Inilah yang bisa menjadi salah satu asal usul adanya sistem kapitalisme. Dimana orang-orang yang tidak lagi bekerja dalam bidang pertanian harus menjadi pekerja (kelas proletariat). Ini juga sebagai pembuktian bahwa bekerja dalam relasi upahan saat ini hanya ada dalam tahapan sejarah bukan di sepanjang sejarah. Seperti yang dikatakan baginda Marx di suratnya yang ditujukan ke J. Weydemeyer. Dalam tulisan yang ditulis Joge Martin berjudul “David Harvey against revolution: the bankruptcy of academic Marxism”. Marx  menulis:

“[Bagi saya sendiri, tidak ada penghargaan karena menemukan keberadaan kelas-kelas dalam masyarakat modern ataupun perjuangan di antara mereka. Jauh sebelum saya, para sejarawan borjuis dan para ekonom borjuis telah menggambarkan perkembangan historis perjuangan kelas ini. Apa yang saya lakukan yang baru adalah untuk membuktikan: (1) Bahwa keberadaan kelas hanya terikat dengan fase historis tertentu dalam pengembangan produksi (historische Entwicklungsphasen der Production). (2) Bahwa perjuangan kelas harus mengarah pada kediktatoran dari proletariat. (3) Bahwa kediktatoran ini sendiri hanya merupakan transisi menuju penghapusan semua kelas dan ke masyarakat tanpa kelas.”(Marx to J. Weydemeyer di New York, 5 Maret 1852).

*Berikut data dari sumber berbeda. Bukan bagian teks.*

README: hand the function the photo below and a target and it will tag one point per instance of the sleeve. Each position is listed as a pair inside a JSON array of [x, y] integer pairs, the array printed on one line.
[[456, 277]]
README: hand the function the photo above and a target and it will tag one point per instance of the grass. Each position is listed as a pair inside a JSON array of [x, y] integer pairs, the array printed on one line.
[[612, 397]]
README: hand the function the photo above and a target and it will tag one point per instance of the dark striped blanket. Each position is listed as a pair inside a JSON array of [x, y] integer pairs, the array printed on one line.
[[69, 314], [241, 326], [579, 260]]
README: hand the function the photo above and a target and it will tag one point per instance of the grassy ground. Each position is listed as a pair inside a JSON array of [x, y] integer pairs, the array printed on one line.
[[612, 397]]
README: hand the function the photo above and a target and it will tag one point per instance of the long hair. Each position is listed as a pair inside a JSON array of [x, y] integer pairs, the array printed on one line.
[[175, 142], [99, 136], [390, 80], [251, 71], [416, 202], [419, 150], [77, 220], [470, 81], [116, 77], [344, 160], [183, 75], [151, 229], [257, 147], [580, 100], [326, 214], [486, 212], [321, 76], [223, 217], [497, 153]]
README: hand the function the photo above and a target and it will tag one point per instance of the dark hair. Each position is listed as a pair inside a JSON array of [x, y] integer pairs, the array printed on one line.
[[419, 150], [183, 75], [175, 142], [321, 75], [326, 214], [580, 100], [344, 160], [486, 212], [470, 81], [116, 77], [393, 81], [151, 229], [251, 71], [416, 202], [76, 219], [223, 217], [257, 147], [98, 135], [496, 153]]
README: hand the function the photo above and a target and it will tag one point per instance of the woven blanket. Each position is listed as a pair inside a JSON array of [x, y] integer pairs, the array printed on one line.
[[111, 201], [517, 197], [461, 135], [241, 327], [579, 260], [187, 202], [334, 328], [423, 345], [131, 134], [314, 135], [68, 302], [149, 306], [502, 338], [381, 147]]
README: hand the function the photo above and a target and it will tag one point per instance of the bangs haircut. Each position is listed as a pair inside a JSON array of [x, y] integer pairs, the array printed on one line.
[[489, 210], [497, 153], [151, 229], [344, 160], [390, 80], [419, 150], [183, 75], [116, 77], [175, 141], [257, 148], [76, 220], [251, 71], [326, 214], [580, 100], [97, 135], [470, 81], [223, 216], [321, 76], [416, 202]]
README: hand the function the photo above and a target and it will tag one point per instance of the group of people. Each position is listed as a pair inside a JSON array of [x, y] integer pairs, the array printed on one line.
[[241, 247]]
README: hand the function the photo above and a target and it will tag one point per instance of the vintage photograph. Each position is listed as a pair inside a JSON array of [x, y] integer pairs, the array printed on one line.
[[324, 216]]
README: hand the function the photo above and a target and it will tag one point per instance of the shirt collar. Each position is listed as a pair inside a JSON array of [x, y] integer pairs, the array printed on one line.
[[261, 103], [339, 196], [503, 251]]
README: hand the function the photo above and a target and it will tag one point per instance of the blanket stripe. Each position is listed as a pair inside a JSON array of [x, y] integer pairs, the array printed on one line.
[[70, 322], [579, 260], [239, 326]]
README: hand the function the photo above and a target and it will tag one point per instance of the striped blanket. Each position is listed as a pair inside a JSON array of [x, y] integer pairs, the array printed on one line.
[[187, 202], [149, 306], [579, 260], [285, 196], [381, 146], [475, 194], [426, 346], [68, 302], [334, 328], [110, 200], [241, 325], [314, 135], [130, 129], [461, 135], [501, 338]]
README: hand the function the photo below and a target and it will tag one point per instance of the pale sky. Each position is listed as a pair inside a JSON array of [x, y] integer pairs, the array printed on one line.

Pendidikan yang Membebaskan

Untuk itu sudah saatnya, dalam kepala kita tidak lagi hanya berisi bahwa tujuan lulus sekolah atau perguruan tinggi adalah bisa bekerja dan dibayar. Apalagi menganggap ini selalu ada dari zaman nabi Adam sampai kiamat datang.  Tujuan pendidikan adalah pembebasan atas kondisi eksploitasi dalam ranah pra produksi ataupun di ranah produksi.

Penting menjadi catatan: Pernahkah kita berpikir bahwa mengapa perusahaan hanya membayarkan upah kita di dalam ranah produksi? Tetapi tidak memikirkan alih-alih membayarkan hasil jerih payah kita saat sebelum bekerja (biaya pendidikan misalnya) untuk meningkatkan skill dan pengetahuan yang digunakan oleh para bos-bos kita tempat kita bekerja nanti sebagai cara untuk memperkaya dirinya atau para kroninya.

Mari kita mulai mengubah paradigma dalam melihat tujuan pendidikan dan orientasi pendidikan ke depan.